"A vida é de quem se atreve a viver".


Clarice Lispector: “Eu ia ao Jardim Botânico para quê? Só para olhar. Só para ver"
Jardim Botânico do Rio - o mesmo que é sempre novo

Maria Lúcia Verdi -

Eu ia ao Jardim Botânico para quê? Só para olhar. Só para ver. Só para sentir. Só para viver. [...] Lá a vida verde era larga. Eu não via ali nenhuma avareza: tudo se dava por inteiro ao vento, no ar, à vida, tudo se erguia em direção ao céu. E mais: dava também o seu mistério.” (Clarice Lispector)

Volto  mais uma vez ao Jardim Botânico. Nunca me canso do mesmo que há por lá. Paro frente ao reflexo da foto de Jobim no vidro - sua letra, seu amor por um espaço do Rio que se mantém como oásis numa cidade que tenta, com enorme dificuldade, resistir à devastação que já acabou com o Estado.


No espaço Tom Jobim a Sumaúma, a maior árvore da Amazônia ali, na nossa frente - espanto que se repete frente a essa alucinada vontade de céu. Em alguns bancos, que formam o Espaço Clarice Lispector, frases de sua crônica “O ato gratuito”, a fuga vespertina para o Jardim que a liberava. Sinfonia de árvores e plantas do planeta. Transfigurações.


A força do Pau-Brasil, a primeira riqueza expatriada. Os nomes dos que plantaram as árvores resistindo no metal. Dom João VI, silencioso, protegido da vida lá de fora, talvez intua o que o tempo fez com a cidade – afinal, as pessoas falam e falam das mazelas da cidade, do estado, do país, do mundo e.... quem sabe afirmar o limite da escuta?


Finalizada a restauração das obras de Mestre Valentim, Eco, Narciso e as Aves Pernaltas agora dispõem de um melhor espaço. As aves pernaltas como as que vi na China, sobretudo as da Cidade Proibida. Ecos, repetições, correspondências, reencontros - matérias da vida. Por todos os lados reflexos, desdobramentos, continuidades, quedas do olhar em um outro tempo.


Na janela do casarão colonial, a montanha refletida – a beleza do que enquadro e a tristeza da situação das ex-colônias. Respiro, tento apenas olhar.


As Ninfeias, possíveis parentes dos Lótus orientais, parecem mais frágeis, mas tem a mesma explosão de cor, em frente a elas as Vitórias-Régias.

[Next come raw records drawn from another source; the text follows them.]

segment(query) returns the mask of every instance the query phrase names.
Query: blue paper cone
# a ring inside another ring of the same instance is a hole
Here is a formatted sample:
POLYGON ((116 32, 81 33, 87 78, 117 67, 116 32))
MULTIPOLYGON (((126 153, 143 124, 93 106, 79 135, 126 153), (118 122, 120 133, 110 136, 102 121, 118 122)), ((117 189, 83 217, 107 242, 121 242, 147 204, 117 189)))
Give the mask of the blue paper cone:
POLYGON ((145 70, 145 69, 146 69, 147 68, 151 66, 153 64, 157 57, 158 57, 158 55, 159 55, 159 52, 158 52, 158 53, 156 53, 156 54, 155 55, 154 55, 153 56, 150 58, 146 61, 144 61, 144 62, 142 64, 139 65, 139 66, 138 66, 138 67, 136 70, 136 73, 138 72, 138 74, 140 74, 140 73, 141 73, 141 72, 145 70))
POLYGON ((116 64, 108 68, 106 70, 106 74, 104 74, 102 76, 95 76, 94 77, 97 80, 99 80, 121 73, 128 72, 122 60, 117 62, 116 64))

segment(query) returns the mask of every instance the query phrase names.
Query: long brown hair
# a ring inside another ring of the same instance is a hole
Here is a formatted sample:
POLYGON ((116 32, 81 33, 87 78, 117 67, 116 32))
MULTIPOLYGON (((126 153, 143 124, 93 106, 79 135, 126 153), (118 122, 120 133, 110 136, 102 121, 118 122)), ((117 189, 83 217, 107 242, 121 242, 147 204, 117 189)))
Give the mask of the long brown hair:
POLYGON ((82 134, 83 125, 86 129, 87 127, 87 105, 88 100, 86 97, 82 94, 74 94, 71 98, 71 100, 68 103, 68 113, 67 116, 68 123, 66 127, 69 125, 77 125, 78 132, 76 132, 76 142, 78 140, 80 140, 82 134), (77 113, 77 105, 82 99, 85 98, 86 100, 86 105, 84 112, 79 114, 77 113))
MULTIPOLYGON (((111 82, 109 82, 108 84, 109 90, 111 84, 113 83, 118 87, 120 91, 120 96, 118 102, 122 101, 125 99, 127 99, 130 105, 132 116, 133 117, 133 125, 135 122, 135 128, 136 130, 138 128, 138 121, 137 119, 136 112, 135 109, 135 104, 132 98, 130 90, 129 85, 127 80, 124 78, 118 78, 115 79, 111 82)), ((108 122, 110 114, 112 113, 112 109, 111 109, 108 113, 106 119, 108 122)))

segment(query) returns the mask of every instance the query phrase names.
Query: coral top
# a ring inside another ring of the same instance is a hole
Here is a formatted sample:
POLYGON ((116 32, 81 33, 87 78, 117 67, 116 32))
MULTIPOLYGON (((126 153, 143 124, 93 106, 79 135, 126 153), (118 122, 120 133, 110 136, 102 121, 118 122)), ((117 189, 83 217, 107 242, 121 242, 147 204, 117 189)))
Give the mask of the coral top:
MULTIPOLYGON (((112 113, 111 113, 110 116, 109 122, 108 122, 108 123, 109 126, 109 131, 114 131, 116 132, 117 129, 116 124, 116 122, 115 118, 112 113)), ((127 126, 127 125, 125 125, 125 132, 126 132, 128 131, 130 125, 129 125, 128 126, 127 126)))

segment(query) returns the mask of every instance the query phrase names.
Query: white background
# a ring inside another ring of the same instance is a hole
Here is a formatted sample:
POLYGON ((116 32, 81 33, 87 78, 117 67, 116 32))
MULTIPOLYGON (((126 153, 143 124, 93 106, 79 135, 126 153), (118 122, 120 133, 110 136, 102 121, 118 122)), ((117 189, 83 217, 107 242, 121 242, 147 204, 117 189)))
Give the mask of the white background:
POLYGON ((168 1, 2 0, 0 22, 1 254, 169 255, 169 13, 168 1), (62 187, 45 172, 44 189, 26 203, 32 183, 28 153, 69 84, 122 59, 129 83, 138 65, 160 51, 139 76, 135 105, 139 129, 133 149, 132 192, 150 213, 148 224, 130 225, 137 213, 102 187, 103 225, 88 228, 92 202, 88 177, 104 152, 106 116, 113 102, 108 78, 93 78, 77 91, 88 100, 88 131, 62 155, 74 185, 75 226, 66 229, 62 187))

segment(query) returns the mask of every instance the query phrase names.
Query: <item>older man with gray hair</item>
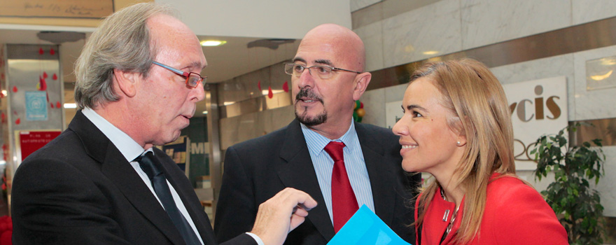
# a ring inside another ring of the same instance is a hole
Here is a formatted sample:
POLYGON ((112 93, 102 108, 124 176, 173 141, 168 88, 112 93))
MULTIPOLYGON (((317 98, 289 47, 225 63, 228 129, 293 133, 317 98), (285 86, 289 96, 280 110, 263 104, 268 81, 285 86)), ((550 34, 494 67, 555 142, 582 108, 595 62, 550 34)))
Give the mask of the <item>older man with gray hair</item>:
MULTIPOLYGON (((177 165, 153 146, 176 139, 204 97, 197 36, 164 6, 104 20, 75 66, 80 111, 21 164, 13 180, 15 244, 216 244, 177 165)), ((230 244, 280 244, 316 202, 286 188, 230 244)))

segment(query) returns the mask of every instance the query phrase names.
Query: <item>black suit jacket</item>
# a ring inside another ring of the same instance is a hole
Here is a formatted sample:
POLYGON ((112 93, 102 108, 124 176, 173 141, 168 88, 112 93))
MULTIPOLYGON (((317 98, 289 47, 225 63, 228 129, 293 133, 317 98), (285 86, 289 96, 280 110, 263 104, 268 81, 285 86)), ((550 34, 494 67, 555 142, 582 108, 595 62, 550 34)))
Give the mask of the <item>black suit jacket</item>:
MULTIPOLYGON (((390 130, 356 123, 370 179, 375 213, 402 239, 414 242, 409 201, 421 176, 400 166, 400 146, 390 130)), ((259 204, 286 187, 309 194, 318 205, 288 234, 286 244, 325 244, 334 228, 300 122, 227 149, 214 230, 218 241, 251 229, 259 204)))
MULTIPOLYGON (((154 153, 205 244, 207 215, 183 172, 154 153)), ((184 244, 154 195, 118 148, 81 111, 21 164, 13 182, 14 244, 184 244)), ((246 234, 230 244, 255 244, 246 234)))

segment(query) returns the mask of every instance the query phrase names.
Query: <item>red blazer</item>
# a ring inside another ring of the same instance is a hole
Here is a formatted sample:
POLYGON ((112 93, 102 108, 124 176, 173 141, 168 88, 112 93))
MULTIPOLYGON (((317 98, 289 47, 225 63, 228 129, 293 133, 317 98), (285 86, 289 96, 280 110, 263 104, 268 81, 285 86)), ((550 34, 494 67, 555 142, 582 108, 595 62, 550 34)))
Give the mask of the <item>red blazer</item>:
MULTIPOLYGON (((532 187, 516 178, 505 176, 489 183, 486 191, 479 232, 469 244, 568 244, 567 233, 554 211, 532 187)), ((419 203, 415 204, 416 220, 419 203)), ((444 200, 440 195, 434 195, 424 218, 421 244, 440 243, 455 209, 454 202, 444 200), (444 217, 447 209, 449 211, 444 217)), ((463 209, 463 199, 451 231, 442 244, 454 244, 454 235, 460 227, 463 209)), ((415 229, 416 231, 416 226, 415 229)), ((416 244, 419 244, 417 239, 416 244)))

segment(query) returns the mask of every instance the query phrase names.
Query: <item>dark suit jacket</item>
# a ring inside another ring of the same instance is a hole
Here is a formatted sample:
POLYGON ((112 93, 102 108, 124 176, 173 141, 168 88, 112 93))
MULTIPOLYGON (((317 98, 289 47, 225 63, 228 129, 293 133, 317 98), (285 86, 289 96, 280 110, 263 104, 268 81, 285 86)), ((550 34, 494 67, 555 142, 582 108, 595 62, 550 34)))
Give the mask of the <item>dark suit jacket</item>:
MULTIPOLYGON (((370 179, 375 213, 394 232, 414 242, 411 190, 419 183, 402 169, 400 146, 390 130, 356 123, 370 179)), ((227 149, 214 230, 219 241, 251 229, 259 204, 286 187, 309 194, 318 203, 286 244, 325 244, 334 227, 325 205, 300 122, 227 149)))
MULTIPOLYGON (((183 172, 154 148, 205 244, 209 219, 183 172)), ((81 111, 69 129, 29 156, 12 193, 14 244, 184 244, 151 191, 81 111)), ((255 244, 243 234, 230 244, 255 244)))

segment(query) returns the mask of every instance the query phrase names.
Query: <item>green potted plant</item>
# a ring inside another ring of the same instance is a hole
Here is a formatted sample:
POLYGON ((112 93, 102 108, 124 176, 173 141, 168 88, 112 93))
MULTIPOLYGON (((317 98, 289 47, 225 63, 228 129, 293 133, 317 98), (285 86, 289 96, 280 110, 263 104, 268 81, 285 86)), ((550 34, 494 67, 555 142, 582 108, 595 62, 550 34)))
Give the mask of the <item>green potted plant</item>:
POLYGON ((598 183, 603 175, 606 156, 601 139, 585 141, 579 146, 567 145, 566 134, 574 133, 580 123, 569 125, 557 134, 540 136, 531 154, 537 161, 536 178, 541 180, 553 172, 554 181, 541 192, 565 227, 571 244, 603 243, 603 206, 598 192, 590 182, 598 183))

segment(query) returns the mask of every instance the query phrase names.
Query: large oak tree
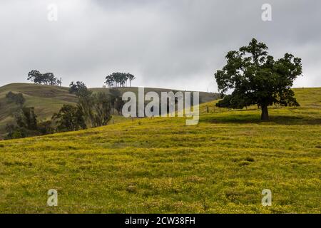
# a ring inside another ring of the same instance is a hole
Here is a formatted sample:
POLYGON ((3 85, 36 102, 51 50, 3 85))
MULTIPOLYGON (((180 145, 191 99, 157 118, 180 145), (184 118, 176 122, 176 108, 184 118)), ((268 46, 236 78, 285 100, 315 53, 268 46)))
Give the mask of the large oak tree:
POLYGON ((226 65, 215 78, 222 94, 231 93, 217 106, 243 108, 257 105, 262 110, 261 120, 267 120, 270 105, 299 105, 291 87, 302 74, 301 58, 287 53, 275 61, 268 54, 268 49, 265 43, 253 38, 248 46, 228 53, 226 65))

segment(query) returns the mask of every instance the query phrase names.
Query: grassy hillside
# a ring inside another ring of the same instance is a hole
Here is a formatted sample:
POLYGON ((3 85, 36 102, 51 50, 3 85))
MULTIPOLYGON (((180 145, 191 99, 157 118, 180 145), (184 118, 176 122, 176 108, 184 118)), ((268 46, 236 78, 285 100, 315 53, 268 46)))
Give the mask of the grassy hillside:
MULTIPOLYGON (((94 92, 110 93, 109 88, 91 88, 94 92)), ((138 88, 118 88, 121 94, 126 91, 138 93, 138 88)), ((3 138, 5 133, 4 128, 6 124, 13 123, 14 118, 11 113, 13 104, 8 104, 6 100, 6 94, 9 91, 13 93, 22 93, 26 98, 26 105, 34 107, 36 114, 41 120, 50 120, 54 113, 57 113, 64 104, 76 105, 77 98, 74 95, 68 93, 67 87, 58 87, 51 86, 35 85, 30 83, 13 83, 0 87, 0 139, 3 138)), ((146 88, 148 91, 170 91, 168 89, 146 88)), ((200 93, 201 103, 208 102, 216 99, 215 93, 200 93)), ((120 117, 114 116, 111 123, 119 123, 123 121, 120 117)))
POLYGON ((0 212, 320 213, 321 88, 295 92, 302 106, 268 123, 209 103, 198 125, 144 118, 0 142, 0 212))

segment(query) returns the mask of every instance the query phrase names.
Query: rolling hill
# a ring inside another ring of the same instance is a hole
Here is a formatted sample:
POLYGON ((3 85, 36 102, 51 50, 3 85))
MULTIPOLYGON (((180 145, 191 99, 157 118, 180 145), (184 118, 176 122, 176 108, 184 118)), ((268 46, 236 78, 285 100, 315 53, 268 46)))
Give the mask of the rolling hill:
POLYGON ((143 118, 1 141, 0 212, 320 213, 321 88, 295 90, 301 107, 265 123, 213 101, 198 125, 143 118))
MULTIPOLYGON (((137 87, 126 87, 117 88, 121 94, 126 91, 138 92, 137 87)), ((91 88, 94 92, 105 92, 110 93, 109 88, 91 88)), ((146 92, 155 91, 160 93, 172 90, 155 88, 146 88, 146 92)), ((30 83, 13 83, 0 87, 0 139, 5 133, 5 127, 8 123, 14 122, 11 116, 12 104, 8 104, 6 94, 9 91, 22 93, 26 98, 25 105, 34 107, 35 113, 40 120, 50 120, 54 113, 57 113, 63 104, 76 105, 77 98, 68 93, 68 88, 52 86, 44 86, 30 83)), ((173 90, 177 91, 177 90, 173 90)), ((200 103, 208 102, 217 99, 216 93, 200 92, 200 103)), ((122 121, 121 117, 114 116, 112 123, 122 121)))

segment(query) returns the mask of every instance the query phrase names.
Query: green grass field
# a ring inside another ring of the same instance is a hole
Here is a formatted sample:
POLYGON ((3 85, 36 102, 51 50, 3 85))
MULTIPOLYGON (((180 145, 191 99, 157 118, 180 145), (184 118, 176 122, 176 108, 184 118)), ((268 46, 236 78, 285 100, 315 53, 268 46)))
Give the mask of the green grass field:
POLYGON ((321 213, 321 88, 295 93, 302 106, 273 107, 268 123, 213 101, 198 125, 129 119, 0 141, 0 212, 321 213))

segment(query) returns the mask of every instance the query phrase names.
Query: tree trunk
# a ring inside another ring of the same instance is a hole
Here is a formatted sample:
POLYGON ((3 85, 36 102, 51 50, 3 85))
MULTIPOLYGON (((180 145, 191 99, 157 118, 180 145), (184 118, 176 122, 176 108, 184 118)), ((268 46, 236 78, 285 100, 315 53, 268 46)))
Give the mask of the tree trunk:
POLYGON ((269 110, 268 110, 268 106, 262 106, 262 114, 261 120, 269 120, 269 110))

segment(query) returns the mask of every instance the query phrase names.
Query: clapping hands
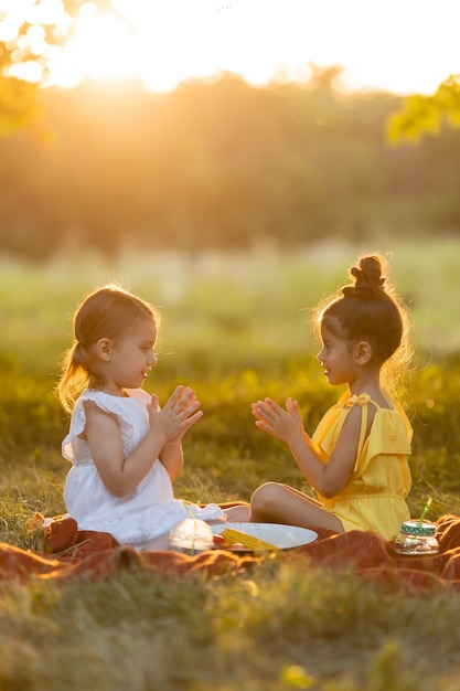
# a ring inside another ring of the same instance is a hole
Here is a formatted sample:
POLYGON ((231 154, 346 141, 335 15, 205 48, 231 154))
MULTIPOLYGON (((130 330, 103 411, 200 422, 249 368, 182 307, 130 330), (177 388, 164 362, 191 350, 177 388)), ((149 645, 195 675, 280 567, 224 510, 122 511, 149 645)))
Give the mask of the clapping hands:
POLYGON ((194 425, 203 412, 193 389, 176 386, 165 405, 160 408, 157 394, 151 397, 149 407, 150 428, 165 437, 165 442, 182 439, 185 432, 194 425))

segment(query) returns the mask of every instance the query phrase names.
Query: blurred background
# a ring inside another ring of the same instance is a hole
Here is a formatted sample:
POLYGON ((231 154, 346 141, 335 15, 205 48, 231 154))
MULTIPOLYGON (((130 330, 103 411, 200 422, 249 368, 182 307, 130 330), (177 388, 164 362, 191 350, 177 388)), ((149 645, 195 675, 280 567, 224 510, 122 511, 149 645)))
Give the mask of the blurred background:
POLYGON ((247 351, 250 321, 301 349, 301 310, 363 251, 393 257, 424 358, 460 348, 459 14, 0 0, 4 349, 31 325, 68 340, 107 280, 164 309, 167 350, 247 351))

Os bambus também ecoam a Ásia - o som dos bambus com o vento, as curvaturas de que são capazes. Como aprendi, um mundo pode ser construído com bambus, resistentes e flexíveis como deveríamos ser. A Ásia que enviou, a pedido de Dom João, 51 chineses para que tivéssemos aqui a delicadeza do chá. Aqui, no Brasil distante, o mesmo sofrimento do trabalho semiescravo.


O desenho da árvore como torre contra o céu. Vontade de céu nas pequenas esculturas vegetais como miniaturas de montanhas - o mínimo e o máximo, em cada um, um vôo. Como são possíveis, meu deus\Deus, tais formações, tais delicadezas?


Mas no Jardim também há sugestões de queda, entradas para algum Hades vegetal. A minha mente não mente. Às vezes peço que minta, mas ela é firme. Detalhista, me olha, esparrama o olhar e me diz: respira.


Nas manchas dos troncos, abstrações e devaneios. Nas formações das lianas, nas geometrias de certos galhos, esculturas contemporâneas, ecos de Tunga. Naquilo que cai pelo chão, inesperadas composições, instalações naturais.

No Jardim Botânico se congela por um pouco a angústia do tempo, do tempo em que vivemos. Precisamos deste pouco.